So far (about editing tools)
mekstran at scl.ameslab.gov
Fri Oct 7 04:56:14 CEST 2005
On Thursday 06 October 2005 15:45, Micah Elliott wrote:
> On Oct 06, Kenneth McDonald wrote:
> > The only _real_ problem is the eclipse learning curve.
> The only real *advantage* of Eclipse (over other suggested tools) is
> its highly hyped automatic refactoring. Admittedly, I have not used
> it for Python development, but I'm skeptical of the feasibility of
> auto-refactoring in general, and therefore acknowledge *no*
> advantage. Furthermore, Eclipse requires java and is thusly not
> provided on any linux distro I'm familiar with, which I consider a
> huge roadblock. And as mentioned, it's bloated.
Eclipse is massively bloated.

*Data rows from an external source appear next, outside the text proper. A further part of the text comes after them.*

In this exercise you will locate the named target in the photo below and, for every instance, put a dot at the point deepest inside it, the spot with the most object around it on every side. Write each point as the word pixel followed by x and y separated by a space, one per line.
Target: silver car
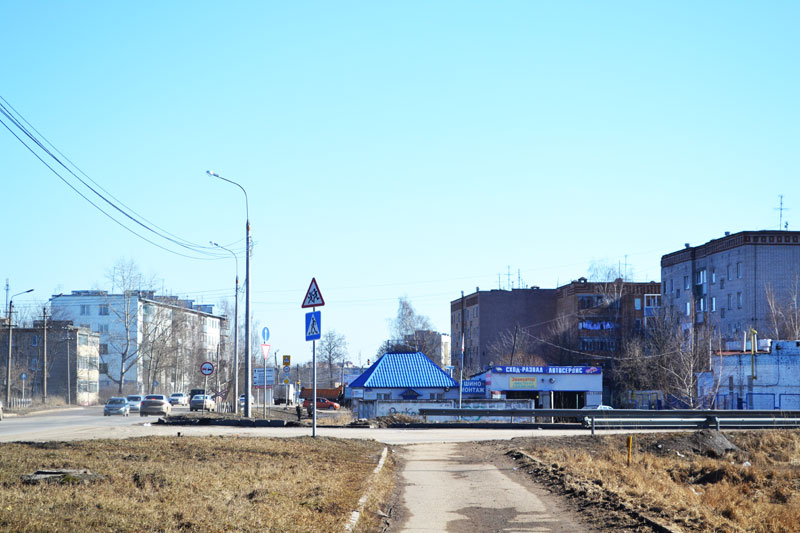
pixel 135 402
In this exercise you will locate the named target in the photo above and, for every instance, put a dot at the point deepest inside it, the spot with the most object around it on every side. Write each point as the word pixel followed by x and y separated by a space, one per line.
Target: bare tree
pixel 126 277
pixel 668 358
pixel 332 351
pixel 784 311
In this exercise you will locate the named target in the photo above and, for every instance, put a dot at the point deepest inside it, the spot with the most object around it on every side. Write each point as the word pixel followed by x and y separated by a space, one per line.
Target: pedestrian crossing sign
pixel 313 325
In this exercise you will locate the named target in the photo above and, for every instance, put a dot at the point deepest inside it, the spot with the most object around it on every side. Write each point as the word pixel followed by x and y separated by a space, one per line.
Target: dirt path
pixel 444 490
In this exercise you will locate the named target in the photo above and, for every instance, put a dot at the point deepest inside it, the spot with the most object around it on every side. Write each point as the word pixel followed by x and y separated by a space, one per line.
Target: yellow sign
pixel 522 383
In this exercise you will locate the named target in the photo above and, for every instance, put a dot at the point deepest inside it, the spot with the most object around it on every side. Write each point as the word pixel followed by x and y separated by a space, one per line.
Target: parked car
pixel 117 406
pixel 155 404
pixel 202 402
pixel 322 403
pixel 135 402
pixel 241 400
pixel 178 398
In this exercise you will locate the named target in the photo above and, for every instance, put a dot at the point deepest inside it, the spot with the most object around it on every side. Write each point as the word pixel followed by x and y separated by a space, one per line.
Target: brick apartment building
pixel 587 318
pixel 73 362
pixel 724 283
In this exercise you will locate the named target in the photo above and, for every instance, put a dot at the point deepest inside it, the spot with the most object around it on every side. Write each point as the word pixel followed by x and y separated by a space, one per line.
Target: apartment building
pixel 148 343
pixel 484 317
pixel 725 283
pixel 73 362
pixel 599 314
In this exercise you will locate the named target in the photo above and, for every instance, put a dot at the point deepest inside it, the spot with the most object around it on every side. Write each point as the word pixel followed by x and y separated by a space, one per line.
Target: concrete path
pixel 443 492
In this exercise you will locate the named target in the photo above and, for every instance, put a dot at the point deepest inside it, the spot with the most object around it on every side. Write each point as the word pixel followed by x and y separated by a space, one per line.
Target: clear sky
pixel 392 148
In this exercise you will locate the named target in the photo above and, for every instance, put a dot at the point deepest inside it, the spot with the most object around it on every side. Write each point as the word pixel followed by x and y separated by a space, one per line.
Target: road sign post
pixel 313 300
pixel 206 369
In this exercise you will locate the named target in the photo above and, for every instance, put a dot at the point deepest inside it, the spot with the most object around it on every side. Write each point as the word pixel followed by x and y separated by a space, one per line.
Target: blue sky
pixel 393 149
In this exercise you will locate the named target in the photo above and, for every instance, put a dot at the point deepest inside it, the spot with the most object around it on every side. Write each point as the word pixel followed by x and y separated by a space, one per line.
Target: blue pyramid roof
pixel 407 370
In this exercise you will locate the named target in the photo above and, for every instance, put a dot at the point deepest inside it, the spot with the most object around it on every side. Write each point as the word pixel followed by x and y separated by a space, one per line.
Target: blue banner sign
pixel 546 369
pixel 473 386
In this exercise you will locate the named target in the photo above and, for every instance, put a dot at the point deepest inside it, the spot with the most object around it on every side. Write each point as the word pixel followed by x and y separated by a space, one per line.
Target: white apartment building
pixel 148 343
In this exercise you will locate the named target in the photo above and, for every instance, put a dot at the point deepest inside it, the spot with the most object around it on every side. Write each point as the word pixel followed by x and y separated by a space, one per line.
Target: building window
pixel 699 277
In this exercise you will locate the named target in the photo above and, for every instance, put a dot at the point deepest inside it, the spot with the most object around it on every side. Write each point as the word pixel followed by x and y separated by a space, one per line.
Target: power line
pixel 209 252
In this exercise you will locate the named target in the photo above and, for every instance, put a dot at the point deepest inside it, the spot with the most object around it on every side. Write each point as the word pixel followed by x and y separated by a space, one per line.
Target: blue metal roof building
pixel 404 371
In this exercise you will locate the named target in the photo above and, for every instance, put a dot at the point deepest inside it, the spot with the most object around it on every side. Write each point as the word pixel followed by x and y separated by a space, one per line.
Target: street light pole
pixel 248 378
pixel 235 333
pixel 10 328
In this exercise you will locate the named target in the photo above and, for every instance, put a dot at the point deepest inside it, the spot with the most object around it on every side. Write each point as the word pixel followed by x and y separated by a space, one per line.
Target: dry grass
pixel 188 484
pixel 693 491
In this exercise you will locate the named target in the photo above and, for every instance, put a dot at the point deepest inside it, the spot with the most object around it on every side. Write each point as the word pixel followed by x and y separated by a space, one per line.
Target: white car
pixel 178 398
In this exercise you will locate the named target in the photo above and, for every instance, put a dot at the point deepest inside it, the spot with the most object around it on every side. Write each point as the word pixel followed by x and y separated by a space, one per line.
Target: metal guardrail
pixel 634 418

We're using it for a class I'm taking
where we have to program in Java... when I start Eclipse on my 1.7GHz
laptop w/ 256 MB ram, Eclipse is very slow and KDE takes forever to
switch desktops or applications... Eclipse running brings my entire
laptop to a near-standstill.
And refactoring: Eclipse has incredible Java refactoring, which works
beautifully due to Java's highly static nature. Eclipse is by far the
best tool I've ever seen for browsing and manipulating Java projects.

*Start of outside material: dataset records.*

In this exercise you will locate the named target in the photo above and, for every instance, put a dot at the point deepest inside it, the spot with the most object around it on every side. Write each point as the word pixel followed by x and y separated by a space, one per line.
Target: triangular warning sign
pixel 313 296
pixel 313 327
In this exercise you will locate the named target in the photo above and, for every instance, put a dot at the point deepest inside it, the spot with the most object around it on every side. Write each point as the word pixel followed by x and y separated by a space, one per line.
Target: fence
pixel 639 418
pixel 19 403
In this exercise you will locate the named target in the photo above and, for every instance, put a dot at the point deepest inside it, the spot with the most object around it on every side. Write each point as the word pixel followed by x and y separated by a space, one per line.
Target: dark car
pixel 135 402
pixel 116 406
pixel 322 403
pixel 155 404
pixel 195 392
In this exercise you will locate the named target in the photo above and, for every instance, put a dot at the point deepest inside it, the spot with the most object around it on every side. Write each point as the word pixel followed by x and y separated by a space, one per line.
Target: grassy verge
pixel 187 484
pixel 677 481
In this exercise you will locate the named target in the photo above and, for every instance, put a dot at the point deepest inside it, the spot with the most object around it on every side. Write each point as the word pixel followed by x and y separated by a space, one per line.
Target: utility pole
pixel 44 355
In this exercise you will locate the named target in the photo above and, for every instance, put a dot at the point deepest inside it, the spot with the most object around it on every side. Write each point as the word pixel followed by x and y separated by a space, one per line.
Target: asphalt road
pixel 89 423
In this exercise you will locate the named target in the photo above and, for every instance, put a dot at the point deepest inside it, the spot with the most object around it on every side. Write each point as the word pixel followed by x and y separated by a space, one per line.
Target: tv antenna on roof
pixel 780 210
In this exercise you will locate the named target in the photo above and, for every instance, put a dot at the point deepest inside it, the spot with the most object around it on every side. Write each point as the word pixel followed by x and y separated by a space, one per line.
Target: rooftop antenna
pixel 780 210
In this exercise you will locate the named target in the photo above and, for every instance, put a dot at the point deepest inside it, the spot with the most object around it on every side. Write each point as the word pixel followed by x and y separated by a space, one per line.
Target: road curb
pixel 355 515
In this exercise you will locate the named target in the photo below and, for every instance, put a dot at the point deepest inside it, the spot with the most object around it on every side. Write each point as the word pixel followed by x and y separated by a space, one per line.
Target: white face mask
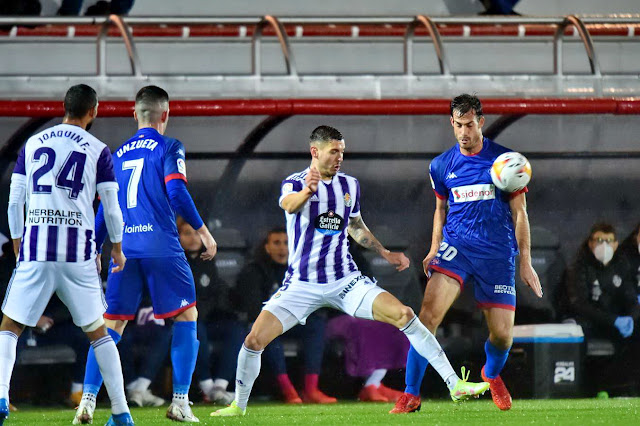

But Python's highly dynamic nature makes automatic refactoring
difficult, and I find Bicycle Repair Man has difficulty with even some
highly trivial refactoring things (renaming the variable in a for loop
in one place I tried to use it...).
> I would suspect that the majority of Python programmers write in one
> of vim or emacs. Anyone got stats?
+1 Vim. But no stats.
Perhaps a survey of Python source files found on the Internet for
prevailing modelines would be revealing?